David Cameron rejects scare tactics accusation

Cameron running ‘relentless campaign of fear’, says pro-Brexit minister

Scotland’s first minister Nicola Sturgeon giving a speech on the EU to the Resolution Foundation at St John’s Smith Square in London. Photograph: Anthony Devlin/PA Wire

Scotland’s first minister Nicola Sturgeon giving a speech on the EU to the Resolution Foundation at St John’s Smith Square in London. Photograph: Anthony Devlin/PA Wire

 

David Cameron has rejected accusations of scaremongering over the EU referendum after one of his ministers said he was conducting a “relentless campaign of fear” and Scotland’s first minister warned him against fighting a “miserable, negative, fear-based” campaign.

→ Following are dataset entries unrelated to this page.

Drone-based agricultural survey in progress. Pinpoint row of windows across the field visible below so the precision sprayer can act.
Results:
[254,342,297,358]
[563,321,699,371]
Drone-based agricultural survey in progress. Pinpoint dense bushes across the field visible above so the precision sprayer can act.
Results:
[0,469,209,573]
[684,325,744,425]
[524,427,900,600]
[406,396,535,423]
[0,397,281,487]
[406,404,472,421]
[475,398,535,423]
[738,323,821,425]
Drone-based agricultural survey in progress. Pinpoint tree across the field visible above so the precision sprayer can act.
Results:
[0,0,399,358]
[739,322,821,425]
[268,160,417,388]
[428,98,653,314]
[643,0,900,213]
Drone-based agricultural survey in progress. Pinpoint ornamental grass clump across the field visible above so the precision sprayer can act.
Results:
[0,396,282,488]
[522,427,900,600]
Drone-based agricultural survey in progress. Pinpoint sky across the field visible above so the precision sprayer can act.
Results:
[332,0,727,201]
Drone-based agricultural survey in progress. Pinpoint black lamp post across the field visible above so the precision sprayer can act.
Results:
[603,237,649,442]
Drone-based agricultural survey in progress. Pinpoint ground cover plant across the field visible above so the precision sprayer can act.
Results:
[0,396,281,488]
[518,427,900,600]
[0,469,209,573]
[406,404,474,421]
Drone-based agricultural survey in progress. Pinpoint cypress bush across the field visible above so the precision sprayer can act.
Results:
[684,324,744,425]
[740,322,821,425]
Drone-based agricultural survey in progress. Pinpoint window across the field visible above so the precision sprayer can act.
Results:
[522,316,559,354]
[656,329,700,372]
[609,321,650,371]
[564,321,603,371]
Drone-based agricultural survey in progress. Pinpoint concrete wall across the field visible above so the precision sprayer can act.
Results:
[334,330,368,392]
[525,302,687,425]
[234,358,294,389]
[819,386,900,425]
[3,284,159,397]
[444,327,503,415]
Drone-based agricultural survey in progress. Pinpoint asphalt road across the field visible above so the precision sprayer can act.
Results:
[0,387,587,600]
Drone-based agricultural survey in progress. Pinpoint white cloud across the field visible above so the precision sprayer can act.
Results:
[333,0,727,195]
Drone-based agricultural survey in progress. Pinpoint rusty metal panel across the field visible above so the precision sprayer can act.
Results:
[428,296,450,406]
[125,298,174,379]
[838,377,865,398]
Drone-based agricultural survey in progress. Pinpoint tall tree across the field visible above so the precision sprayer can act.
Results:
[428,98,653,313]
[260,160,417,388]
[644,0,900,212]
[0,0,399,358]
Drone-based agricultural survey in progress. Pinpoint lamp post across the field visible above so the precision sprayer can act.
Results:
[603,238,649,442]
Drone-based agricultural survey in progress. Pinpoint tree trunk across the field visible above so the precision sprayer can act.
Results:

Speaking to students in Ipswich yesterday, the prime minister made an upbeat case for Britain remaining in the EU, insisting he was not engaged in “Project Fear”.

“The only project I’m interested in is Project Fact. Project Fact is about saying: ‘Stay in and you know what you’ll get’,” he said.

Leave campaigners accused Downing Street of descending to new levels of scaremongering after a cabinet office report warned of 10 years of uncertainty if Britain left.

The report said unravelling Britain’s EU membership and negotiating new arrangements for trade, the economy and the rights of Britons living elsewhere in Europe would take that long.

It was uncertain if the two million British people now living in other EU countries would continue to have access to pensions, healthcare and other public services, the report said.   Chris Grayling, one of six cabinet ministers who are campaigning to leave the EU, dismissed the report’s claims as ludicrous.

“People will not be impressed with this relentless campaign of fear. Claims that it will take twice as long to sort out a free-trade deal with the EU as it did to win World War two are clearly ludicrous. There’s a free-trade zone from Iceland to the Russian border and Britain will still be part of it after we vote Leave,” he said.

Earlier, Scotland’s first minister Nicola Sturgeon warned the prime minister the negative tone could backfire. Addressing more than 700 in central London, Ms Sturgeon said the prime minister should heed the experience of Scotland’s independence referendum campaign.

Positive debate

Opinion polls show greater support in Scotland for remaining in the EU than elsewhere in the UK, and Ms Sturgeon said Scots understood there was no contradiction between independence and pooling sovereignty. She repeated that, if the UK votes to leave the EU but most Scots vote to remain, there could be an unstoppable demand for a second independence referendum.

Businessman Declan Ganley called on Eurosceptics to back Britain’s continued membership of the EU, arguing that leaving would strengthen the “mandarins” of Brussels.

“Brussels’s greatest fear is not that their opponents will walk away, but that their opponents will commit to dislodging and replacing them. Brexit, however, will not replace them – in fact, it will entrench them,” he wrote on the website CapX. “So given the choice, I believe that Britain should stay in and fight.”